Merendeira espera 1ª consulta com proctologista desde o fim de 2015, no DF. São mil bilhetes, cada um a R$ 40; Fusca ‘Itamar’ é de 1994 e foi reformado.
Sem conseguir atendimento há um ano na rede pública do Distrito Federal, a merendeira Maria José Cardoso Gomes decidiu rifar o Fusca de estimação do cunhado para custear um tratamento contra câncer. Por causa do tumor, que se desenvolveu no reto e está em estágio avançado, ela já perdeu 20 kg. A Secretaria de Saúde disse em nota que a mulher está inserida na lista para a primeira consulta de proctologia e que a convocação ocorre “de acordo com a prioridade de cada caso”.

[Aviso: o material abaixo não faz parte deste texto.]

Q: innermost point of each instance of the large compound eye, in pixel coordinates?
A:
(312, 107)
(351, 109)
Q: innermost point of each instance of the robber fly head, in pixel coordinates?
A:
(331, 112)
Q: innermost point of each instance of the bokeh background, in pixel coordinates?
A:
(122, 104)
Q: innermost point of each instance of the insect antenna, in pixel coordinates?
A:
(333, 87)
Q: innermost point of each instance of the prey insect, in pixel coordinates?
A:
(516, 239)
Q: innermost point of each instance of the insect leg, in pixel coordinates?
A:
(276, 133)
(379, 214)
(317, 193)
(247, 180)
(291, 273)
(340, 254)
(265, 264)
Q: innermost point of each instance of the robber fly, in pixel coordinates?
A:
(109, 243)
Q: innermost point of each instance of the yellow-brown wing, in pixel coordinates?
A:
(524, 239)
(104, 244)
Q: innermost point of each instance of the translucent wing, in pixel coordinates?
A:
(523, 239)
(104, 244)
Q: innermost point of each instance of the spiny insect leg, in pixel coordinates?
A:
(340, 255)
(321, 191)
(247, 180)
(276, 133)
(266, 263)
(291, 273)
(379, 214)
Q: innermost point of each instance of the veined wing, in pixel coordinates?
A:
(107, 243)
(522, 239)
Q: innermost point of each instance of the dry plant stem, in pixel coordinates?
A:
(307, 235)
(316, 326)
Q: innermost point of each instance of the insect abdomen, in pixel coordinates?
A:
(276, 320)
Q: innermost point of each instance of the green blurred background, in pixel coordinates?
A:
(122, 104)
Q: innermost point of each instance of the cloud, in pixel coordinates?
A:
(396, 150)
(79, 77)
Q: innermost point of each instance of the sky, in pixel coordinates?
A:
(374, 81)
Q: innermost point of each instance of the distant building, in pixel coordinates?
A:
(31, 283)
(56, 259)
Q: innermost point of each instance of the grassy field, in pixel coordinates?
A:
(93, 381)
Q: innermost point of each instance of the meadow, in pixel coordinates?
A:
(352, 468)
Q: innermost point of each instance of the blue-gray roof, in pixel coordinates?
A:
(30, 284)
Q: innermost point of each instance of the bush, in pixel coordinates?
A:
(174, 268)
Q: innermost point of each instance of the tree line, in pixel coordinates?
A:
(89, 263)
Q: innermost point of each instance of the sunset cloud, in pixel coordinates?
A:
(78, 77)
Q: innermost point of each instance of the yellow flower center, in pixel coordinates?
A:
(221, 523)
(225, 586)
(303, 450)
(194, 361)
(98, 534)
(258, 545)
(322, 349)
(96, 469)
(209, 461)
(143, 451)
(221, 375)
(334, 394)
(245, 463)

Maria José conta que sentiu os primeiros sintomas da doença – diarreia crônica e mal-estar no estômago e no intestino – em novembro do ano passado. “A princípio, imaginei que pudesse ser problema nas hemorroidas”, lembra a mulher, que de imediato decidiu procurar o hospital.
A ginecologista que a acompanha emitiu no mesmo mês encaminhamento para que ela se consultasse com um proctologista. Já na época Maria José desconfiou que o problema pudesse ser mais sério, por causa do histórico da família: de 12 irmãos, uma morreu de câncer e outras três já tiveram a doença.
Como os sintomas persistiram, a merendeira pediu auxílio ao médico com quem faz controle da diabetes, que a encaminhou para um gastroenterologista. A consulta também não foi marcada pela rede pública. Por fim, com a ajuda de uma conhecida, ela conseguiu em julho deste ano pedidos para fazer exames de endoscopia, ultrassonografia de abdômen e colonoscopia.
“E aí veio uma nova luta, que foi para marcar. Só consegui marcar para agosto. O de abdômen, que não é feito pela rede, fiz particular. Ele e a endoscopia não deram nada, estava tudo limpo. Aí faltava a colonoscopia. Eu passei mal no dia e não foi possível fazer. O médico remarcou para setembro. Dois dias antes, me ligaram do Hospital Regional de Sobradinho dizendo que não tinha médico e que só teria como fazer em novembro”, conta.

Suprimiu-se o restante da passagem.